Parkland shooting marks Jefferson County's 100th homicide

The Louisville area crossed a grim line Wednesday when it recorded its 100th homicide for the year, reaching triple digits for the first time in four decades.

The last victim was an unidentified man who was killed just before noon Wednesday in the 3200 block of Greenwood Avenue in the Parkland neighborhood. Hours later, police arrested a 16-year-old male on charges of murder and tampering with evidence. No other information was available.

In tabulating the death toll, the Courier-Journal totaled all homicides in the county, which includes Louisville's 94, Shively's five and Jeffersontown's one.

"As I've said many times, at probably more than half of these that I've worked, from the first one to the one that we had today, they are all tragic and many of them are unnecessary," said Louisville Metro Police spokesman Dwight Mitchell on Wednesday at the homicide scene.
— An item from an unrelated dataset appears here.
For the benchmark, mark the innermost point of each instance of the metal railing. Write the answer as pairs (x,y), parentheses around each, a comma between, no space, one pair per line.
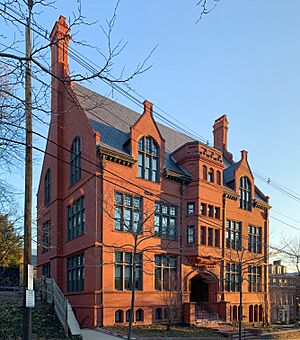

Linda Callowa, 63, who lives on Grand Avenue just south of the homicide scene, said it isn't uncommon to hear gunshots.

"Every time I hear of a shooting, I call my grandkids," said Calloway, who has lived in the neighborhood her entire life and helped raise her six grandchildren.

She said that she's tried to raise her kids, grandchildren and now great-grandchildren to stay occupied and off the streets. "There's nothing but trouble here," she said. "Bullets don't have eyes."

According to police data going back to 1960, the last time the Louisville area saw triple-digit homicide totals was in 1976 when the countywide count reached 104 killings. The highest homicide count in that period came in 1971 when 110 people were killed countywide.

At the current pace, Louisville is on track to exceed that number by the end of the year.

Speaking during a news conference after a homicide in September, Louisville Metro Police Chief Steve Conrad said combating the rise in homicides can't fall solely on the shoulders of law enforcement.

"Violent crime is not just a police problem,” he said. “It's a community problem and we all must come together and work together to do what we can to resolve these underlying issues that lead young people to become involved in criminal activity."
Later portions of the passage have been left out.